Deductibles share the financial risk of loss between you and the insurance company. The more risk you take on through a higher deductible, the less you'll be required to pay in premiums.
Generally speaking, deductibles apply only to property damage, not the liability that kicks in when you are found legally responsible for injuries to other people or damage to their property.
A homeowners insurance deductible may be complicated. Here are the types of deductibles you may encounter:
- Dollar-value deductible. Just like an automobile insurance policy, some homeowners policies set a flat-rate dollar deductible. They're often set between $1,000 and $2,500.
- Percentage deductible. Most of us think of an insurance deductible as a specific dollar amount, but many deductibles on homeowners policies are stated as a percentage of the home's insured value.

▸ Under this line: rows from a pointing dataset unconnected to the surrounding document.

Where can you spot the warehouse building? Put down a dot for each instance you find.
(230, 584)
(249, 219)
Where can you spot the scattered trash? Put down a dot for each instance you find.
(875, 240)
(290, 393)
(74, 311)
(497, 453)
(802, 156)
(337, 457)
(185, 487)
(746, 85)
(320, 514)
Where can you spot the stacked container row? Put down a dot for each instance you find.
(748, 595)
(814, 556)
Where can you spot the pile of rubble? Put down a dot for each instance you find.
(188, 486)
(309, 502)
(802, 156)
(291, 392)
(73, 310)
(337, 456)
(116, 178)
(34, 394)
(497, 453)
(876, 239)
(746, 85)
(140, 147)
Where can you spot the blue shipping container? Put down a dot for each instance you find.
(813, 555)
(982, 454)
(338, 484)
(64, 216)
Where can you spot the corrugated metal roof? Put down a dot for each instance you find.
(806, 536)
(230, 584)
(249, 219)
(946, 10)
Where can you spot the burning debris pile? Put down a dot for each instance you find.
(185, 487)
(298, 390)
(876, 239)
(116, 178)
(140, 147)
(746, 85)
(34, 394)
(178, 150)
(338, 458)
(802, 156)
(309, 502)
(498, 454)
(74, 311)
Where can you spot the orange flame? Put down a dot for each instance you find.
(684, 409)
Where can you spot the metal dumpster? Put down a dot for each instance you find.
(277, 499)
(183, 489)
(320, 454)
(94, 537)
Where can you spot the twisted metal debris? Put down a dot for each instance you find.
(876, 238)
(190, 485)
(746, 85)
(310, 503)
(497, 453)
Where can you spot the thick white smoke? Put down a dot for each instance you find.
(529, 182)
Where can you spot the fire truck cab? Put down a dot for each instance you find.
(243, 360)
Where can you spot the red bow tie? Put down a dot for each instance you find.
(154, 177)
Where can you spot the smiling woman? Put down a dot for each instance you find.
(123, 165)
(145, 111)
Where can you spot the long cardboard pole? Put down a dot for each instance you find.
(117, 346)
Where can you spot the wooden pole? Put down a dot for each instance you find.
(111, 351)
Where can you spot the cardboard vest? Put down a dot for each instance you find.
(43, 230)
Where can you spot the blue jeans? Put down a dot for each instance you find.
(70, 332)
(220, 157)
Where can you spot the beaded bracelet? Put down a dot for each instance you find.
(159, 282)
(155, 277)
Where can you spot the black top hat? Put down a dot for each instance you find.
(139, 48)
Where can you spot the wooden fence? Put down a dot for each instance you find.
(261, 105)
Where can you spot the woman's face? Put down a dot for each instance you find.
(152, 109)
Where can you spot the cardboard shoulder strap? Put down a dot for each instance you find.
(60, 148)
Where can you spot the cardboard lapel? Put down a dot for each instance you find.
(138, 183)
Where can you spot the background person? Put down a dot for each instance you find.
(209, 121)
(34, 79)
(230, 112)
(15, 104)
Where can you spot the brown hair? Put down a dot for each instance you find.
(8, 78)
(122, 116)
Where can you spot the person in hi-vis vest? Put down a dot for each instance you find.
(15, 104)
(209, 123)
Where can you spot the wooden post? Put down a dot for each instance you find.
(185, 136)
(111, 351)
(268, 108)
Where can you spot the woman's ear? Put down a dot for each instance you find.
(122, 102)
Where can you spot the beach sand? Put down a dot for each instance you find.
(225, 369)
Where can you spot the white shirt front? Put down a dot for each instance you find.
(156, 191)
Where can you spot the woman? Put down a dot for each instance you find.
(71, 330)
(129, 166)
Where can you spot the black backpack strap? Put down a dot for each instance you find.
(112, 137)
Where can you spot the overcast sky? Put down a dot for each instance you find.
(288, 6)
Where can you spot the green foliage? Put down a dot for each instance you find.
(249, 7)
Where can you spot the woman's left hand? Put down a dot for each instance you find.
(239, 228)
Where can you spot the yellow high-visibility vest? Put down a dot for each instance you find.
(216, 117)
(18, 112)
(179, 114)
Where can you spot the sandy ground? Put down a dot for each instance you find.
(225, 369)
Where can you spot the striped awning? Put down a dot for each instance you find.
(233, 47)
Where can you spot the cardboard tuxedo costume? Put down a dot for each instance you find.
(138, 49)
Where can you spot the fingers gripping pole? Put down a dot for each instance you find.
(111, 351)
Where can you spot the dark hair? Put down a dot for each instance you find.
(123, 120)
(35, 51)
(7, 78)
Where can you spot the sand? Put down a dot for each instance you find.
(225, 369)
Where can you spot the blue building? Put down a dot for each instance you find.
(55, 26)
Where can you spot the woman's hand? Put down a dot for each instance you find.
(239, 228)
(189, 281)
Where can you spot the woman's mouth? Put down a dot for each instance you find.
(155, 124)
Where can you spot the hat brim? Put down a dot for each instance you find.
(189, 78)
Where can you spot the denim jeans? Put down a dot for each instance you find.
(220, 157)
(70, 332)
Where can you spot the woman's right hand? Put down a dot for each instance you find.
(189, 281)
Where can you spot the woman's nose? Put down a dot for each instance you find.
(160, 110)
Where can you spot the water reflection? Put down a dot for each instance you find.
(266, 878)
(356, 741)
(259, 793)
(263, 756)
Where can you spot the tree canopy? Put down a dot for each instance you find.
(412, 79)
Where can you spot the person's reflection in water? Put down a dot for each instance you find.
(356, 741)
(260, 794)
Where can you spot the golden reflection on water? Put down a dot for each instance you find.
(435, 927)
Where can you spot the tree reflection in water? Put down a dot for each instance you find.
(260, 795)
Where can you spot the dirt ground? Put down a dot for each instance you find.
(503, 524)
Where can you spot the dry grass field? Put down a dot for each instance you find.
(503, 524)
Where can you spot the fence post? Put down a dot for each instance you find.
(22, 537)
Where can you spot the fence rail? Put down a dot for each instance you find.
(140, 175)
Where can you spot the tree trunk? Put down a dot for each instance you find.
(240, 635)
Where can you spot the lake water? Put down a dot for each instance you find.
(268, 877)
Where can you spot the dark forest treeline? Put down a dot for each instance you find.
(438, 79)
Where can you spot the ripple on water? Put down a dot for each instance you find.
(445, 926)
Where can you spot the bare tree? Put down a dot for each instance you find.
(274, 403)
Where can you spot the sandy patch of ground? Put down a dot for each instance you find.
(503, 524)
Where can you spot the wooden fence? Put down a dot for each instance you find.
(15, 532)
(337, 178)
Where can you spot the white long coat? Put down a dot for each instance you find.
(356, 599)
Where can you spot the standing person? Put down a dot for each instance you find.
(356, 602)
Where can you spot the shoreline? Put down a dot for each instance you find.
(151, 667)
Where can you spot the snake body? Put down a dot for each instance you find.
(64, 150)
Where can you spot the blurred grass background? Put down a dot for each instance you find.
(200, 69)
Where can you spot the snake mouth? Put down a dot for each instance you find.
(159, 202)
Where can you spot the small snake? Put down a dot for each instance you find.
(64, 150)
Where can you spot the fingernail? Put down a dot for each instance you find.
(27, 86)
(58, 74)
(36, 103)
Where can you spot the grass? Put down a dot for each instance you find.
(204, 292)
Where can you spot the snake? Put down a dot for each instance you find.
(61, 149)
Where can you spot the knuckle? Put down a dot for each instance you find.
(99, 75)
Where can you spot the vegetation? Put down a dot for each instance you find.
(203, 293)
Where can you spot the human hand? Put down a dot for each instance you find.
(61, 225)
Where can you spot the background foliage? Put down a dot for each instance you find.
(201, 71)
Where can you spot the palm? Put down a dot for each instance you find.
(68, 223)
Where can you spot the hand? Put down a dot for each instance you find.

For example, if your home is insured for $200,000 and your homeowners policy has a 1% deductible, you would be responsible for $2,000 before insurance benefits begin. If the insured value of your home rises, your deductible will rise with it.
- Split deductible. If you live in a catastrophe-prone area, you may find your homeowners policy has multiple deductibles that differ depending on the cause of loss. For example, you may have one deductible for wind and hail and another for other risks.
It's worth noting that homeowners policies generally don't cover floods. To help protect your home against that risk, you also should consider purchasing a flood insurance policy.
No matter which type you have, it may be tempting to lean toward a lower deductible. After all, who doesn't want their insurance company to pay more at claim time? But remember the trade-off: Generally, the lower your deductible, the higher your premiums.
When striking the balance between deductibles and premiums, it's often best to avoid extremes in either direction. Set your deductible too high, and you may end up scrambling to come up with cash for repairs when something actually goes wrong. Set it too low, and you'll be saddled with high premiums.